October 11, 2025

NGFWE - 1.3.1 High Availability Overview

HA Overview

High-availability (HA) in firewalls is a massive topic that is easy to grasp at a high-level, but the details have a surprising amount of nuance. It’s not the kind of nuance you want to be dealing with at 3 AM, so it’s worth taking a little more time to discuss. Because of that, this post will be split into four parts: one for the concepts, and one for each of the three major HA modes.

Concepts

  1. Active - The firewall(s) currently passing traffic for the network.
  2. Passive - The firewall not passing traffic, held in reserve in case the Primary fails. This role is not present in Active/Active or Clustering configurations, where all devices are passing traffic.
  3. Primary Firewall - This is the preferred firewall. It does not have to be the device passing traffic, but it will be treated as the source of truth from a configuration perspective and will generally be the active device when the environment is healthy.
  4. Secondary Firewall - This is the backup firewall. It can be Active, but will generally fail back to the Primary once it recovers from whatever error caused it to fail, depending on pre-emption settings.

Any firewall will have 2 of these roles at any given time. It could be Active/Primary, Active/Secondary, Passive/Primary, or Passive/Secondary. Active/Passive describes the state of the firewall, while Primary/Secondary is an administrative designation. These generally align to the different HA states described in the different HA modes below.

Configuration Sync

Generally speaking, all configuration is synced from one peer to another. However, this doesn’t include everything. For example, it would be silly if the HA1 interface IP address was synced between firewalls. These are mostly settings that require references to IP addresses specific to one firewall or the other (e.g. management interfaces, or HA). A full list can be found here.

Before we get too far into the different types of HA, let’s talk about the different HA link types. Most firewall models will have dedicated HA interfaces, the VM series being a notable exception (virtual HA links must be manually configured as HA)

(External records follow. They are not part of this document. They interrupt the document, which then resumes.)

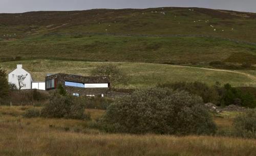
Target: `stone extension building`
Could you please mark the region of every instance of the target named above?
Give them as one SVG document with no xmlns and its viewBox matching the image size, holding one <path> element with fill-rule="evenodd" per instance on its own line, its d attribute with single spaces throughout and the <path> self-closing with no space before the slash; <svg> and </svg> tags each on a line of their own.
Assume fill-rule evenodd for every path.
<svg viewBox="0 0 256 156">
<path fill-rule="evenodd" d="M 76 96 L 105 96 L 110 91 L 110 81 L 106 76 L 82 76 L 63 73 L 46 77 L 46 90 L 55 90 L 61 84 L 67 92 Z"/>
</svg>

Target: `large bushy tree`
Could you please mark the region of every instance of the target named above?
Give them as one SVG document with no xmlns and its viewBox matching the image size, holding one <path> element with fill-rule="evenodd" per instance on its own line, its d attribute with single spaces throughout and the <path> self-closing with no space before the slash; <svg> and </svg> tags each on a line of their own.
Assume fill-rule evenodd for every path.
<svg viewBox="0 0 256 156">
<path fill-rule="evenodd" d="M 256 139 L 256 109 L 239 114 L 233 124 L 237 136 Z"/>
<path fill-rule="evenodd" d="M 202 98 L 167 88 L 140 90 L 112 103 L 100 119 L 112 133 L 212 134 L 216 126 Z"/>
</svg>

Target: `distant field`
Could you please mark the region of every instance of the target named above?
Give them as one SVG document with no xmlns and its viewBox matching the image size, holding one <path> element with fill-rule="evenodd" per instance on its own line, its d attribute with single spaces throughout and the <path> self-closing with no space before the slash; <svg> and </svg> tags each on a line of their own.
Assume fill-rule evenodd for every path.
<svg viewBox="0 0 256 156">
<path fill-rule="evenodd" d="M 211 38 L 35 36 L 0 41 L 0 61 L 51 59 L 207 65 L 256 64 L 256 45 Z"/>
<path fill-rule="evenodd" d="M 255 19 L 252 13 L 175 7 L 0 14 L 0 38 L 86 32 L 207 35 L 256 42 Z"/>
<path fill-rule="evenodd" d="M 191 67 L 143 63 L 86 62 L 81 61 L 37 60 L 1 63 L 1 66 L 10 72 L 18 63 L 32 73 L 34 80 L 44 81 L 47 73 L 65 73 L 90 75 L 91 69 L 101 64 L 118 65 L 128 74 L 128 84 L 118 88 L 139 88 L 153 87 L 158 83 L 180 81 L 200 81 L 212 85 L 218 81 L 234 86 L 256 86 L 255 74 L 242 71 L 214 70 Z M 234 72 L 239 72 L 236 73 Z M 239 72 L 241 72 L 241 73 Z"/>
<path fill-rule="evenodd" d="M 91 121 L 25 118 L 29 107 L 0 106 L 1 155 L 255 155 L 256 140 L 222 137 L 108 134 Z M 103 112 L 86 110 L 95 120 Z M 234 114 L 217 124 L 229 128 Z M 231 118 L 229 118 L 229 116 Z"/>
</svg>

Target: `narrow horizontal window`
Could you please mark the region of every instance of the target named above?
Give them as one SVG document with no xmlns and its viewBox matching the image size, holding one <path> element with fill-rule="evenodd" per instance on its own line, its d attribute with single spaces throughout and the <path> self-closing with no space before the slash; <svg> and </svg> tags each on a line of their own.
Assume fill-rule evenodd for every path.
<svg viewBox="0 0 256 156">
<path fill-rule="evenodd" d="M 109 88 L 109 84 L 85 84 L 84 88 Z"/>
<path fill-rule="evenodd" d="M 69 82 L 69 81 L 65 81 L 65 86 L 71 86 L 71 87 L 75 87 L 84 88 L 84 84 L 83 84 L 73 82 Z"/>
<path fill-rule="evenodd" d="M 79 97 L 79 94 L 78 93 L 73 93 L 73 96 L 77 96 L 77 97 Z"/>
<path fill-rule="evenodd" d="M 54 88 L 54 79 L 46 81 L 46 89 Z"/>
</svg>

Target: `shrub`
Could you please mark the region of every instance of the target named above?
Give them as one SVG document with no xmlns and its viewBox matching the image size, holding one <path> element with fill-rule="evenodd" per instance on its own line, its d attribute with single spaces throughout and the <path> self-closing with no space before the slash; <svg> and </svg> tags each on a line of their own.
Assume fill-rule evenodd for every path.
<svg viewBox="0 0 256 156">
<path fill-rule="evenodd" d="M 40 110 L 35 108 L 29 109 L 25 111 L 23 116 L 26 118 L 36 118 L 41 115 Z"/>
<path fill-rule="evenodd" d="M 252 108 L 256 107 L 256 101 L 253 94 L 242 92 L 238 89 L 232 87 L 229 84 L 224 85 L 221 94 L 222 106 L 236 105 Z"/>
<path fill-rule="evenodd" d="M 159 84 L 161 88 L 169 88 L 174 90 L 184 90 L 190 94 L 201 96 L 204 103 L 220 103 L 220 96 L 216 86 L 209 87 L 199 82 L 193 83 L 177 82 Z"/>
<path fill-rule="evenodd" d="M 73 96 L 63 96 L 55 93 L 42 110 L 42 116 L 48 118 L 66 118 L 76 119 L 90 119 L 84 114 L 84 105 L 75 102 Z"/>
<path fill-rule="evenodd" d="M 256 109 L 239 115 L 234 120 L 237 136 L 256 138 Z"/>
<path fill-rule="evenodd" d="M 138 134 L 209 135 L 216 130 L 200 97 L 159 88 L 117 99 L 99 124 L 106 132 Z"/>
</svg>

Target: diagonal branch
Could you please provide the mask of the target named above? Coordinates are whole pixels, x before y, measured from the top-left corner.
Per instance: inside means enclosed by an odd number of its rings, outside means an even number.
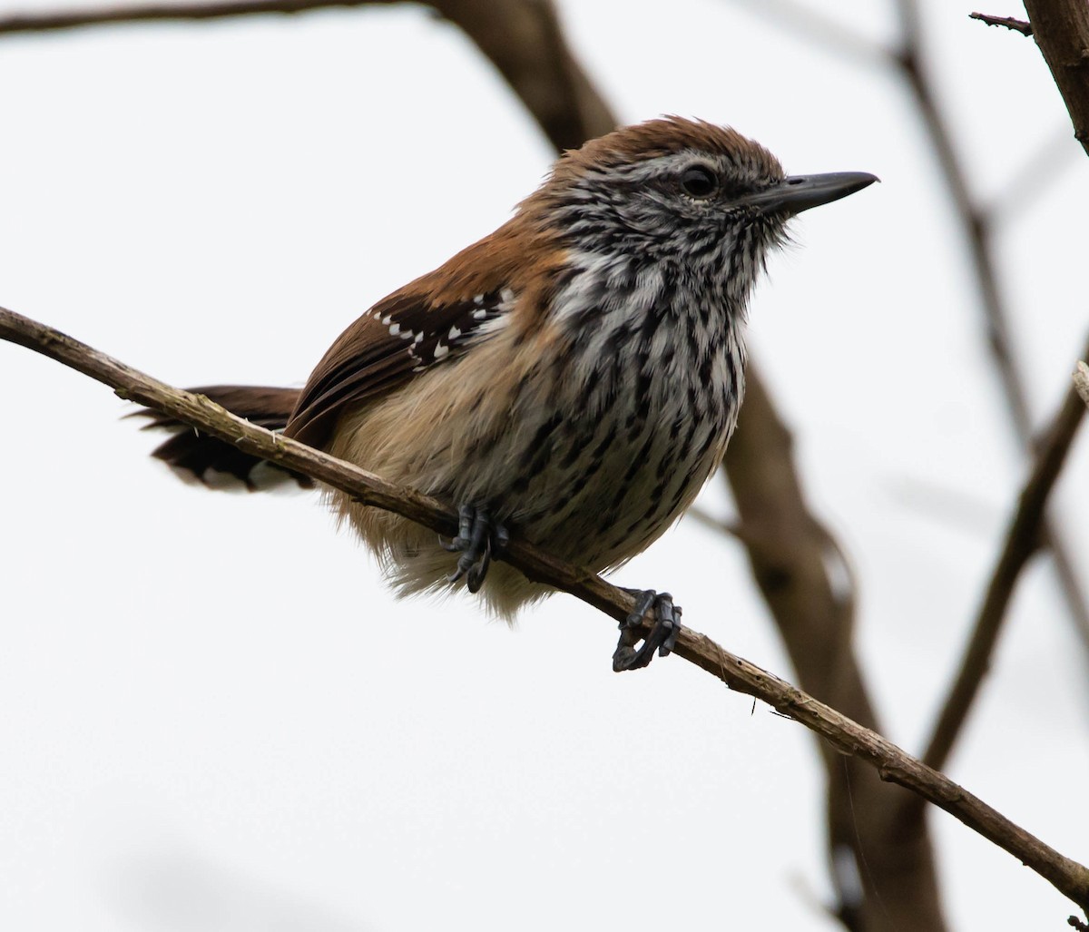
[[[236,444],[246,453],[347,492],[364,504],[395,512],[439,534],[449,535],[456,527],[454,513],[427,495],[387,482],[352,464],[242,420],[203,395],[172,388],[58,330],[4,308],[0,308],[0,339],[41,353],[110,385],[123,398],[166,412],[197,430]],[[625,617],[633,608],[634,599],[624,590],[528,543],[512,541],[502,559],[530,579],[570,592],[612,618]],[[645,620],[645,633],[649,633],[652,622],[650,617]],[[1089,869],[1050,848],[881,735],[690,628],[681,629],[675,652],[717,676],[731,689],[754,696],[816,732],[840,753],[866,761],[877,769],[882,780],[920,794],[1017,857],[1082,909],[1089,908]]]
[[[957,155],[952,130],[939,107],[933,83],[926,71],[918,2],[897,0],[897,10],[901,20],[901,49],[894,56],[894,61],[915,97],[922,125],[930,137],[930,145],[937,156],[945,186],[956,208],[956,217],[964,242],[968,246],[976,286],[982,303],[991,360],[1001,379],[1017,442],[1024,450],[1030,451],[1032,416],[1028,389],[1018,368],[1011,336],[1010,308],[999,283],[992,242],[993,228],[969,191],[968,173]],[[1086,648],[1089,649],[1089,600],[1078,579],[1070,557],[1070,548],[1054,520],[1047,515],[1041,537],[1045,548],[1051,551],[1060,587],[1075,626]]]
[[[1089,155],[1089,7],[1081,0],[1025,0],[1032,35]]]
[[[980,23],[986,23],[988,26],[1005,26],[1007,29],[1020,33],[1023,36],[1032,35],[1031,23],[1026,23],[1024,20],[1015,20],[1013,16],[991,16],[988,13],[969,13],[968,19],[979,20]]]
[[[1089,359],[1089,346],[1086,347],[1085,357]],[[1080,365],[1085,366],[1084,363]],[[1086,405],[1078,396],[1076,385],[1072,385],[1038,446],[1036,464],[1010,522],[1006,542],[991,574],[983,603],[979,606],[976,626],[960,662],[960,671],[922,756],[935,770],[945,765],[956,736],[979,695],[1021,569],[1040,549],[1040,530],[1048,495],[1063,468],[1085,412]]]

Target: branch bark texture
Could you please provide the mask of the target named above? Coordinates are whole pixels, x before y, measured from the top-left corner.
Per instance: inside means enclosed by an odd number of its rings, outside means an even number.
[[[1089,4],[1025,0],[1032,35],[1063,95],[1074,136],[1089,156]]]
[[[120,397],[166,412],[197,430],[236,444],[246,453],[347,492],[367,505],[404,515],[438,534],[451,535],[456,529],[453,511],[427,495],[242,420],[203,395],[160,382],[58,330],[4,308],[0,308],[0,339],[41,353],[109,385]],[[634,606],[631,594],[600,576],[555,560],[525,542],[512,541],[502,559],[530,579],[570,592],[614,620],[624,618]],[[652,624],[653,618],[648,615],[644,633],[649,633]],[[1010,851],[1082,909],[1089,909],[1089,869],[1050,848],[881,735],[690,628],[681,629],[675,653],[731,689],[760,699],[810,728],[839,753],[866,761],[881,780],[922,795]]]

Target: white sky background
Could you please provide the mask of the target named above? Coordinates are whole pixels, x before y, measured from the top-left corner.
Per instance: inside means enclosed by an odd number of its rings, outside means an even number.
[[[874,38],[886,5],[835,4]],[[1031,41],[969,9],[923,20],[976,191],[1066,149],[999,238],[1043,416],[1089,319],[1089,167]],[[883,180],[795,223],[751,344],[855,561],[885,732],[918,751],[1024,463],[906,91],[727,2],[563,12],[625,121],[698,115],[788,170]],[[0,304],[182,385],[301,384],[551,162],[468,41],[409,7],[5,37],[0,88]],[[565,596],[513,634],[470,601],[394,603],[315,496],[176,481],[124,403],[27,351],[0,344],[0,392],[4,928],[839,928],[813,906],[800,726],[677,660],[613,675],[612,624]],[[1057,496],[1084,576],[1087,456]],[[730,513],[718,480],[701,503]],[[616,581],[791,675],[731,541],[682,522]],[[1035,566],[950,765],[1081,861],[1085,683]],[[1065,928],[1047,882],[931,822],[954,928]]]

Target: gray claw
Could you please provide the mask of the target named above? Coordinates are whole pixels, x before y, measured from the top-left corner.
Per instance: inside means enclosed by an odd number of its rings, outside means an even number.
[[[620,626],[620,641],[613,653],[613,671],[640,670],[654,658],[666,657],[676,647],[677,635],[681,631],[681,609],[673,604],[669,592],[656,592],[653,589],[627,590],[635,596],[635,609]],[[654,627],[646,637],[639,634],[643,616],[647,610],[654,606]],[[643,641],[638,648],[636,645]]]

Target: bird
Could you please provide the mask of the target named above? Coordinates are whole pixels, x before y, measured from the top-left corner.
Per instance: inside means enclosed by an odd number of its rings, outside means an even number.
[[[456,510],[458,534],[442,540],[325,492],[397,594],[464,588],[510,621],[553,591],[492,562],[513,536],[607,572],[684,513],[737,424],[768,255],[791,218],[874,181],[786,175],[763,146],[701,120],[624,126],[564,152],[510,220],[363,314],[302,390],[193,391]],[[247,485],[259,464],[193,431],[154,455]],[[617,671],[669,653],[680,628],[670,593],[629,591]]]

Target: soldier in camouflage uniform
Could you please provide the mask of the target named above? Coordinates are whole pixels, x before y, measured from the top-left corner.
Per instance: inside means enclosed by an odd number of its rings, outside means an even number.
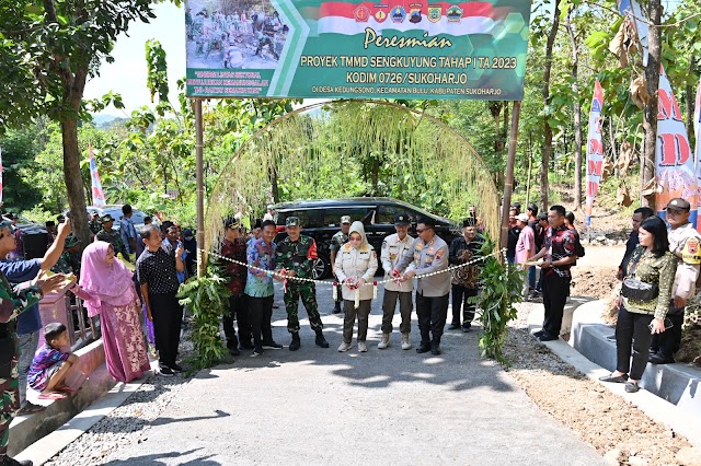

  1. HA1 - AKA, the Control Link. This link handles all the logistics of the HA connection, such as heartbeat, state information, management plane synchronization, and User ID (if needed). When a device changes HA state, that information is communicated or detected across the HA1 link. HA1 is a Layer 3 link and requires an IP address. This traffic is not encrypted by default so if the two firewalls are not directly connected, be sure to enable encryption on this link.
  2. HA2 - AKA, the Data Link. This link (if configured), carries information about traffic flows from the Active (or Primary) firewall to the Passive (or Secondary) firewall. HA2 is a Layer 2 link that carries information about:
  • Established sessions
  • Forwarding tables
  • ARP tables
  • Security Associations for VPN tunnels If HA2 is not configured, session data will not be synchronized and existing sessions will drop and need to be re-established during failover, which will lead to longer failover times and potential application disruption.
  1. HA3 - AKA Packet Forwarding Link. This is only used in Active/Active configurations and is used to send packets back and forth during session creation and to handle asymmetric traffic. For example, if FW1 owns a particular session, and FW2 receives a packet for that session, FW2 will send that packet to FW1 on HA3 for appropriate routing. HA3 is a Layer 2 link that does not support encryption, so avoid connecting HA3 to anything but the paired firewall whenever possible.
  2. HA4 - HA4 is only for clusters, and is used to perform session cache synchronization among the clustered devices. It is also a Layer 2 link.
  3. Backup Links - HA1, HA2, and HA4 all support backup links that can be used for redundancy if one fails. These are generally unused data interfaces on the firewall that are configured as HA type interfaces. HA3 does not support backup links. This page can provide more information about which ports can be used for which links on the different hardware models.

Modes

High-Availability is broadly any mechanism used to increase the availability of the firewall after a failure. For the purposes of this exam, it involves using multiple firewalls to handle traffic, so that if one goes down, there’s still a functioning device to protect the network. Strategies to accomplish this vary depending on the architecture, especially between cloud and on-premesis infrastructure. The different modes that can be used to accomplish this are:

  1. Active/Passive - 2 devices. One device is handling all traffic, while the other waits in reserve
  2. Active/Active - 2 devices. Both devices are handling traffic, with sessions split between the two devices
  3. Clustering - 2 or more devices (depending on hardware, it could be up to 16). All devices are active, and sessions are synchronized across all devices in the cluster.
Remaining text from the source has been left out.